Expert commentary and official statements
Salesforce chief scientist Silvio Savarese is quoted regarding enterprise consistency and capabilities of AI agents, stating the partnership with Google to integrate Gemini models will set a new standard for agentic enterprise workflows. The complaint also references a Bloomberg interview with Marc Benioff criticizing industry training practices. Legal experts responding in public reporting emphasize that courts will require concrete proof of economic harm to authors for statutory remedies to succeed.
Key Takeaways
- Alleged dataset use: Plaintiffs claim Salesforce used Books3/RedPajama/The Pile—datasets tied to Bibliotik copies—to train XGen.
- Legal hurdle: Proving tangible market harm is decisive given recent rulings; prior cases involving Meta, OpenAI, and Anthropic provide important precedent.
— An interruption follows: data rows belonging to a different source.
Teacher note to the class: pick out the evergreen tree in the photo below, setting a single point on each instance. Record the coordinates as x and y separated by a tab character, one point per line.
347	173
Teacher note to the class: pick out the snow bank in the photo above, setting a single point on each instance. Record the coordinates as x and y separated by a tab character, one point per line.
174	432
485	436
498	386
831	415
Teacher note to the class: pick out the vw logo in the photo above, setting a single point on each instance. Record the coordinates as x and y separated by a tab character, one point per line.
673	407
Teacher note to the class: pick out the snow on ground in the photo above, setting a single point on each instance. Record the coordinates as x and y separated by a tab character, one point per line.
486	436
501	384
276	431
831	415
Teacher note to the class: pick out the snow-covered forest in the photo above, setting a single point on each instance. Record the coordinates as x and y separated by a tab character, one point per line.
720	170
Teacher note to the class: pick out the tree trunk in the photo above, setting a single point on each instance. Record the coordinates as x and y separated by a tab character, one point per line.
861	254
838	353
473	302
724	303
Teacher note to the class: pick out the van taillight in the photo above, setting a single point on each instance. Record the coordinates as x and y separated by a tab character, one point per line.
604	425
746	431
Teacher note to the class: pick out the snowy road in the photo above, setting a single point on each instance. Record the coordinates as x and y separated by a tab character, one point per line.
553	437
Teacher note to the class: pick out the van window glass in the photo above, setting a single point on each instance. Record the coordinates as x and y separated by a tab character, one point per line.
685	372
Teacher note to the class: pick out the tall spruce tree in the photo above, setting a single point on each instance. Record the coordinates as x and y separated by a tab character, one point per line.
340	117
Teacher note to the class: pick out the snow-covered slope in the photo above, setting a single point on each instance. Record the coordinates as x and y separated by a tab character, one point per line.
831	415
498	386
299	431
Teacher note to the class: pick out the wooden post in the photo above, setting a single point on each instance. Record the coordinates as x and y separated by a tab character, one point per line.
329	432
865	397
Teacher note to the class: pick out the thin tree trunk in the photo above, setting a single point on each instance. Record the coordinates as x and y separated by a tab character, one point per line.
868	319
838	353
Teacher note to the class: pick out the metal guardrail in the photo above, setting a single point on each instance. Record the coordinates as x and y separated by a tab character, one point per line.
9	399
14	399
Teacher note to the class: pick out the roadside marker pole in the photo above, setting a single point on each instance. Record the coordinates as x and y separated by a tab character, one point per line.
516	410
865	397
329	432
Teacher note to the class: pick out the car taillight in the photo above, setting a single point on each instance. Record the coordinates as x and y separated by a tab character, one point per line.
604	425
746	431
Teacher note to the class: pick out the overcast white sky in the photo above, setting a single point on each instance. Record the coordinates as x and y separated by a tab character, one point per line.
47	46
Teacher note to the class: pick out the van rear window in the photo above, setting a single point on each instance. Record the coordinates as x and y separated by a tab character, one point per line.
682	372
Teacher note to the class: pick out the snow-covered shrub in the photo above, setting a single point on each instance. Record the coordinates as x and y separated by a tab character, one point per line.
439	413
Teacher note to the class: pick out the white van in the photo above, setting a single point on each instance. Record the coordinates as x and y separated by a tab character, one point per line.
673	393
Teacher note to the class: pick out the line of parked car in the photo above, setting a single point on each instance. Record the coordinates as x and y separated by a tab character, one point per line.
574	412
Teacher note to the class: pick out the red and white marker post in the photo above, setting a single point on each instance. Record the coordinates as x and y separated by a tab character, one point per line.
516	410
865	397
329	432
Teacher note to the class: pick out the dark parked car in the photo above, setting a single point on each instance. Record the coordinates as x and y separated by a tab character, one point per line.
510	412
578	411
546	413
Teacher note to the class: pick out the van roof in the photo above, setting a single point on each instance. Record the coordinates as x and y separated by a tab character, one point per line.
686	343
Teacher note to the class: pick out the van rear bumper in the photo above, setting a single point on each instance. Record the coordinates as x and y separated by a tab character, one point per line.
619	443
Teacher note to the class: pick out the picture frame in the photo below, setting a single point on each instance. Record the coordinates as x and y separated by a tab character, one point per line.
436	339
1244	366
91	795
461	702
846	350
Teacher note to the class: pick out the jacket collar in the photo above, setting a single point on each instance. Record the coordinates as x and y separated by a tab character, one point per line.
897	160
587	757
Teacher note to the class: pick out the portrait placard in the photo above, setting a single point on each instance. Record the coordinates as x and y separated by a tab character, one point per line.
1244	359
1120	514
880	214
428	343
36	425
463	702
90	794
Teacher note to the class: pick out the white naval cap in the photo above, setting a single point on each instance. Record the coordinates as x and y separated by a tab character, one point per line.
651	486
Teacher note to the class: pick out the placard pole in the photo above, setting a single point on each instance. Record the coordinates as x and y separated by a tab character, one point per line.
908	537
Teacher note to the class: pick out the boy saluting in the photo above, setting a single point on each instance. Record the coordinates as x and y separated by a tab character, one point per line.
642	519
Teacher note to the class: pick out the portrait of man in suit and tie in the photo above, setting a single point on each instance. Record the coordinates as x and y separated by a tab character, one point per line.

- Enterprise impact: The case may influence how vendors document training data and how enterprises deploy commercial AI models.
Conclusion
The Salesforce AI lawsuit places a major enterprise vendor at the center of a broader legal debate about AI training data, copyright, and market harm. The outcome will depend on the courts’ assessment of evidence that authors’ markets were harmed and whether use qualifies as fair use. COINOTAG will monitor filings and rulings; stakeholders should expect renewed scrutiny of dataset provenance and documentation as litigation proceeds.